Qualche giorno fa, qui su Facebook, mi sono imbattuta in un’immagine raccapricciante. Uno di quei fotomontaggi che vanno tanto di moda. Si vede un tizio con un ghigno feroce che domanda “Nessuno ha un’idea per risolvere la questione dei migranti?” e sotto si vede una foto di Hitler: ha in viso un sorrisetto sardonico e un dito alzato come a dire “Ce l’ho io un’idea…”.
Ancora non riesco a capacitarmi di aver potuto vedere un’immagine così.
In questi giorni sto leggendo questo libro, il diario di una ragazza ebrea di grandissima forza interiore e onestà intellettuale. Nelle pagine che sto leggendo ora, Etty è in attesa della lettera che annuncerà la sua deportazione nei campi di concentramento. Una donna straordinaria che con le sue parole insegna come nessuna ingiustizia può togliere all’uomo la sua dignità più profonda. Incredibile come abbia potuto, nonostante la fine sempre più prossima, credere ancora nella vita stessa e nell’umanità. Leggo una pagina al giorno, questo è un libro molto difficile da sopportare. Molto, molto difficile da sopportare. Straordinario e dolorosissimo.
La verità è che noi non sappiamo niente, non conosciamo niente, non ricordiamo niente, non impariamo niente. Facciamo paura.

Anna Massimino

“Di minuto in minuto desideri, necessità e legami si staccano da me, sono pronta a tutto, a ogni luogo di questa terra nel quale Dio mi manderà, sono pronta in ogni situazione e nella morte a testimoniare che questa vita è bella e piena di significato, e che non è colpa di Dio, ma nostra se le cose sono così come sono, ora.”

Risvolto

All’inizio di questo Diario, Etty è una giovane donna di Amsterdam, intensa e passionale. Legge Rilke, Dostoevskij, Jung. È ebrea, ma non osservante. I temi religiosi la attirano, e talvolta ne parla. Poi, a poco a poco, la realtà della persecuzione comincia a infiltrarsi fra le righe del diario. Etty registra le voci su amici scomparsi nei campi di concentramento, uccisi o imprigionati. Un giorno, davanti a un gruppo sparuto di alberi, trova il cartello: «Vietato agli ebrei». Un altro giorno, certi negozi vengono proibiti agli ebrei. Un altro giorno, gli ebrei non possono più usare la bicicletta.

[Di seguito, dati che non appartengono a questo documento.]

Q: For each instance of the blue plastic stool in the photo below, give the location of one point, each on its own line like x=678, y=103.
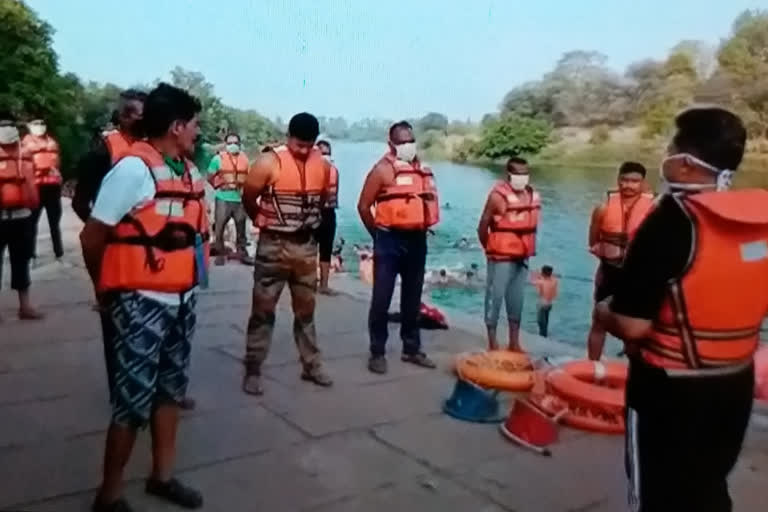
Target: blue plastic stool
x=470, y=402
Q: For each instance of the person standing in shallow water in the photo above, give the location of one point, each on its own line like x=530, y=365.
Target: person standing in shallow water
x=397, y=204
x=284, y=193
x=507, y=232
x=327, y=230
x=546, y=288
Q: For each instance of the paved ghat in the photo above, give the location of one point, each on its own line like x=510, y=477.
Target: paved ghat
x=370, y=443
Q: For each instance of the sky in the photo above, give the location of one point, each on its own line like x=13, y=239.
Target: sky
x=363, y=58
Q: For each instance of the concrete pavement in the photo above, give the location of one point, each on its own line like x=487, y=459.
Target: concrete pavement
x=370, y=443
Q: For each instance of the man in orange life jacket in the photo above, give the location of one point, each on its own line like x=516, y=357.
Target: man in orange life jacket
x=285, y=191
x=146, y=249
x=692, y=294
x=44, y=150
x=107, y=150
x=507, y=232
x=613, y=225
x=18, y=199
x=327, y=230
x=227, y=171
x=403, y=194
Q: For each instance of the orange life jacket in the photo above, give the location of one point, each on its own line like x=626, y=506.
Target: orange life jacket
x=153, y=246
x=333, y=188
x=232, y=172
x=293, y=203
x=710, y=321
x=513, y=233
x=410, y=202
x=619, y=225
x=44, y=151
x=117, y=145
x=15, y=192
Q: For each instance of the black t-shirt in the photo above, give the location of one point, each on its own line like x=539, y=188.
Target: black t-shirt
x=658, y=253
x=90, y=171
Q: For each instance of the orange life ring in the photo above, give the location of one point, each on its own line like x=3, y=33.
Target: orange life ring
x=595, y=420
x=498, y=369
x=591, y=383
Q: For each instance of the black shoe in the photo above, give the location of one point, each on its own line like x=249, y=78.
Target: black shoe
x=377, y=364
x=116, y=506
x=419, y=359
x=175, y=492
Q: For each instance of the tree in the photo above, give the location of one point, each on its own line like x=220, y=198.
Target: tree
x=432, y=121
x=744, y=60
x=512, y=135
x=213, y=117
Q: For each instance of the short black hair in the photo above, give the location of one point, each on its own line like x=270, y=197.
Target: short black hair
x=304, y=126
x=133, y=95
x=632, y=167
x=712, y=134
x=400, y=125
x=166, y=104
x=516, y=160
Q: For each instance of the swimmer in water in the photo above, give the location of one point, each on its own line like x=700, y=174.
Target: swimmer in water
x=366, y=268
x=461, y=244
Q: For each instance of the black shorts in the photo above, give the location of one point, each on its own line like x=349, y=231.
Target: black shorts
x=606, y=285
x=684, y=435
x=325, y=234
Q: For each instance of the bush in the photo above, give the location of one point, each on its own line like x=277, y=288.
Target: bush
x=600, y=135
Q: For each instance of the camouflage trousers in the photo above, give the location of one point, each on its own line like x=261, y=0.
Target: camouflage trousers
x=282, y=259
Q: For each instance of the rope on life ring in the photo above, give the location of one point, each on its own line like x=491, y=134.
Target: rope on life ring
x=498, y=370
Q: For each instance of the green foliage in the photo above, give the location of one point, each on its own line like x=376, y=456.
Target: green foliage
x=512, y=135
x=432, y=121
x=744, y=60
x=600, y=135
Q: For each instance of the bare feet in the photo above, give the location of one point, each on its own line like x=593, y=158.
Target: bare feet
x=30, y=314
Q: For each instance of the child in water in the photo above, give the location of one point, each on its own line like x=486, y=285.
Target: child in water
x=546, y=287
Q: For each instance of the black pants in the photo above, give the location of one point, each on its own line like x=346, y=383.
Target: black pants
x=17, y=235
x=325, y=234
x=404, y=253
x=50, y=199
x=684, y=435
x=542, y=318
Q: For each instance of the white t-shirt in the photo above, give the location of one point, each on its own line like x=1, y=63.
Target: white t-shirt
x=128, y=184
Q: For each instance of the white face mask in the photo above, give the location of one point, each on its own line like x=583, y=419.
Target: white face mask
x=518, y=181
x=37, y=130
x=406, y=151
x=8, y=134
x=724, y=176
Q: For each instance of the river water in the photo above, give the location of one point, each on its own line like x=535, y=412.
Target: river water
x=568, y=196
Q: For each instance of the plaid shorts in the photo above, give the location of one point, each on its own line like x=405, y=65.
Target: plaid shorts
x=147, y=348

Etty annota: «La nostra distruzione si avvicina furtivamente da ogni parte, presto il cerchio sarà chiuso intorno a noi e nessuna persona buona che vorrà darci aiuto lo potrà oltrepassare». Ma, quanto più il cerchio si stringe, tanto più Etty sembra acquistare una straordinaria forza dell’anima. Non pensa un solo momento, anche se ne avrebbe l’occasione, a salvarsi. Pensa a come potrà essere d’aiuto ai tanti che stanno per condividere con lei il «destino di massa» della morte amministrata dalle autorità tedesche. Confinata a Westerbork, campo di transito da cui sarà mandata ad Auschwitz, Etty esalta persino in quel «pezzetto di brughiera recintato dal filo spinato» la sua capacità di essere un «cuore pensante». Se la tecnica nazista consisteva innanzitutto nel provocare l’avvilimento fisico e psichico delle vittime, si può dire che su Etty abbia provocato l’effetto contrario. A mano a mano che si avvicina la fine, la sua voce diventa sempre più limpida e sicura, senza incrinature. Anche nel pieno dell’orrore, riesce a respingere ogni atomo di odio, perché renderebbe il mondo ancor più «inospitale». La disposizione che ha Etty ad amare è invincibile. Sul diario aveva annotato: «“Temprato”: distinguerlo da “indurito”». E proprio la sua vita sta a mostrare quella differenza.